College of Medicine senator proposing creation of lounge for undergraduate physiology students
Gomez Ambriz, senator for the College of Medicine, is staying true to the platforms he committed to when he ran for senate, with his last commitment being to build a community for the medical and physiology students. This comes in the form of a plan named Physiology Pulse, which is in the works in the college, but is being proposed to startup with the help of Ambriz as he nears the end of his time in office.
What he is proposing to ASUA is a “mini” Pulse, a beginning to the larger plan the faculty intends to bring to fruition in the near future, which comes in the form of renovating the basement of the physiology building, or the Ina A. Gittings building. Ambriz worked with the college to get a quote for how much money he should ask of ASUA to buy furniture to make a space for these students, as well as a place for the physiology council he is trying to create. Simply buying this furniture would kick-start building a community for physiology and pre-medicine undergraduates, giving them a place to hang out and connect with one another and hopefully becoming a place they find as a sanctuary of sorts.
The senators all agreed that it was a great proposal and would be a positive initiative for ASUA to support, but the proposal was tabled until next week in hopes that Senator Ambriz can get a better quote from the college, with ASUA having to carefully consider their spending with a dwindling budget.
“Even though this would only theoretically serve 2,000 students, it’s a big impact for students who are going through pre-med or are in physio,” Ambriz said. “This would give them a better college experience, because that’s what ASUA is for. We’re here to serve students and make the most of their undergraduate careers.”
President Hess provides important updates
President Hess attended the meeting this week to not only support the SFS referendum proposal and introduce the proposed constitutional reformation but also to update the senate on the many important orders of business being conducted around the university.
She began by giving the highlights of the latest Campus Conversation, which she had partially attended prior to the senate meeting. Campus Conversations is exactly what it sounds like: a chance for students and people in the university community to address problems they have encountered to the administration directly. The main points she brought up were issues with students being disrespected culturally and misgendered, which prompted students to call for cultural competency training for all staff.

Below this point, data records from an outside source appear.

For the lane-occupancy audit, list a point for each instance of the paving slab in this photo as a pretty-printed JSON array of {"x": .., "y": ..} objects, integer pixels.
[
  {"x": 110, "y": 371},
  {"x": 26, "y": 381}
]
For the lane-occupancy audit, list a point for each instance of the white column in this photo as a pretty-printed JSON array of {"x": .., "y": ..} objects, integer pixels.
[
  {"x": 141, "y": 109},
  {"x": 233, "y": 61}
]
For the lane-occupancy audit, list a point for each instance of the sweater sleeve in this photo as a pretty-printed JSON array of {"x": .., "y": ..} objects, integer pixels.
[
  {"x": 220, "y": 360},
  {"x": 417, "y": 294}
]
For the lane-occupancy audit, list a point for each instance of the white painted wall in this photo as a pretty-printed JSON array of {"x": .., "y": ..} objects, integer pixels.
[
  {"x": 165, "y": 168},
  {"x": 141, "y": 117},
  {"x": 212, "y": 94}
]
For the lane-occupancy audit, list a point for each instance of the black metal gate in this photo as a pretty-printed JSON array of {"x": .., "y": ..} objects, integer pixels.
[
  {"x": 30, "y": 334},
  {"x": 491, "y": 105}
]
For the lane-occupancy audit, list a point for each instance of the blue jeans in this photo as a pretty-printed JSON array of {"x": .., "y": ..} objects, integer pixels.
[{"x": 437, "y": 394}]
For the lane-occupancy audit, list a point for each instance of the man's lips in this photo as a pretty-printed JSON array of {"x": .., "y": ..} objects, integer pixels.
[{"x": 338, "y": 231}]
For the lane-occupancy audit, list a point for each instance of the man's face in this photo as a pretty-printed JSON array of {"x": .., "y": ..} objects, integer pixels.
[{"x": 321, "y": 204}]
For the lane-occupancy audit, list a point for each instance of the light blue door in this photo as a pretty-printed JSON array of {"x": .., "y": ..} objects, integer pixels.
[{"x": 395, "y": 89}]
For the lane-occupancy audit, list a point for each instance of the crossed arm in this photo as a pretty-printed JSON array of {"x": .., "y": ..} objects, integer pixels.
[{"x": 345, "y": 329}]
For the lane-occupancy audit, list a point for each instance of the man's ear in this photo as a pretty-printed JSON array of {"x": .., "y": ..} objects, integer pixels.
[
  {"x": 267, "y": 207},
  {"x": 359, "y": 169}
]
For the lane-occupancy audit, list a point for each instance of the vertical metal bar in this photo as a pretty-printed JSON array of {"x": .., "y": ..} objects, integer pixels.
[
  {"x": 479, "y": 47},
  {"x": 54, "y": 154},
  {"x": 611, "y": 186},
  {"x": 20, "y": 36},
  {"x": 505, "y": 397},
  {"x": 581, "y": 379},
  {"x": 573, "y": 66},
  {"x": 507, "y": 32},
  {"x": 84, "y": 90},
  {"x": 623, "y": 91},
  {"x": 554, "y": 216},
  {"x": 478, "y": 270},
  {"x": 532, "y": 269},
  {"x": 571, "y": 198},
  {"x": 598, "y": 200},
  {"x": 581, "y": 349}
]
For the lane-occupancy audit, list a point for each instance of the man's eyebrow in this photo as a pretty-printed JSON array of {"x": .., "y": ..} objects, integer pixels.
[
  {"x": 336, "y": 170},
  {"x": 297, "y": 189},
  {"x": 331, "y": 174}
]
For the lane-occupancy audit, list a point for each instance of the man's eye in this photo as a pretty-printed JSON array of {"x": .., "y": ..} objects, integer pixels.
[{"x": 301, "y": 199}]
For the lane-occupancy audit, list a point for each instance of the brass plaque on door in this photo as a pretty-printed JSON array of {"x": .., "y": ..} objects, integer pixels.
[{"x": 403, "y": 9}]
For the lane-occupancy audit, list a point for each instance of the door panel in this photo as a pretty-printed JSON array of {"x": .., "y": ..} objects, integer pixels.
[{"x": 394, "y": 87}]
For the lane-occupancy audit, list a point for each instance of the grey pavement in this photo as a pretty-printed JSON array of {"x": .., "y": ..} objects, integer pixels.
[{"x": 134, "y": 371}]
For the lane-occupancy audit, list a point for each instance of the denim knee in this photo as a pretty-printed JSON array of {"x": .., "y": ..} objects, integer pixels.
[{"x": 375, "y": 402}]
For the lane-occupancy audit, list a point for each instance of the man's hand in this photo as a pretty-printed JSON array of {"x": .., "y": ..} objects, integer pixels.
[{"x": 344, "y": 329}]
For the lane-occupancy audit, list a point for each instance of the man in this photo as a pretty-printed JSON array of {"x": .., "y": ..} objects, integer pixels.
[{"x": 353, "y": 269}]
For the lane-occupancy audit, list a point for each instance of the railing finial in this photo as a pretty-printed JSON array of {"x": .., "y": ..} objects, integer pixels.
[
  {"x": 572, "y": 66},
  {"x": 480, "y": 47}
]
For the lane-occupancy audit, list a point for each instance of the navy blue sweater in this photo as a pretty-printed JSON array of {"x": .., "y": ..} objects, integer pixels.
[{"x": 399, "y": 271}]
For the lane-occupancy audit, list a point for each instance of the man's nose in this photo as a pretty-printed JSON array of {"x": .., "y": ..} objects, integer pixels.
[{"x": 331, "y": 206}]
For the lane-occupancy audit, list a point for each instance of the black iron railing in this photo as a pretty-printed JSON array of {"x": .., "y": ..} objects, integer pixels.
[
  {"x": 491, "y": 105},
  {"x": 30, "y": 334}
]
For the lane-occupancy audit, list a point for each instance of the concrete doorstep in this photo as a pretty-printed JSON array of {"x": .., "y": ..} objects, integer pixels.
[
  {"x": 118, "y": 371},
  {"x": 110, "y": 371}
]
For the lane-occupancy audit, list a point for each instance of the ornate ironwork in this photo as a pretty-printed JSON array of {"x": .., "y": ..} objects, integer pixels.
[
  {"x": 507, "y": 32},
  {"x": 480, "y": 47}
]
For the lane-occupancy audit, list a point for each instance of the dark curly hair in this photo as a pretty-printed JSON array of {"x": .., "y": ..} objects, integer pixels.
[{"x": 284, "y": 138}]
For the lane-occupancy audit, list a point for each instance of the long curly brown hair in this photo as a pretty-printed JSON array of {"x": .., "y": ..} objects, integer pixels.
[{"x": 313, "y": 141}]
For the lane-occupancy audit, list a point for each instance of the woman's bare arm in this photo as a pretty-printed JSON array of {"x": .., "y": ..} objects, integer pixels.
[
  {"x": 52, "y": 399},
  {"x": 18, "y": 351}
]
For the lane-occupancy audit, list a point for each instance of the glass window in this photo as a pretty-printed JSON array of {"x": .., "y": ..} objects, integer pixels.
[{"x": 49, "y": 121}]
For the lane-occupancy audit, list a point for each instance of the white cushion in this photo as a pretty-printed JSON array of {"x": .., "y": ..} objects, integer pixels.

She also covered what had happened at the latest Arizona Board of Regents meeting that was held at Arizona State University Feb. 13-14. The most vital piece of information that came out of the meeting was ten new academic programs. Another important update was confirming that the library will be changing its hours due to budget cuts, which will mean it is no longer open 24 hours, being closed from the tentative times of midnight to 6 a.m. since that is when the least amount of traffic occurs and will affect the least amount of students.
She also spoke on conversations in the works, like how to support online students in clubs and organizations, and asking the senators to speak with their colleges about being more compassionate with attendance policies.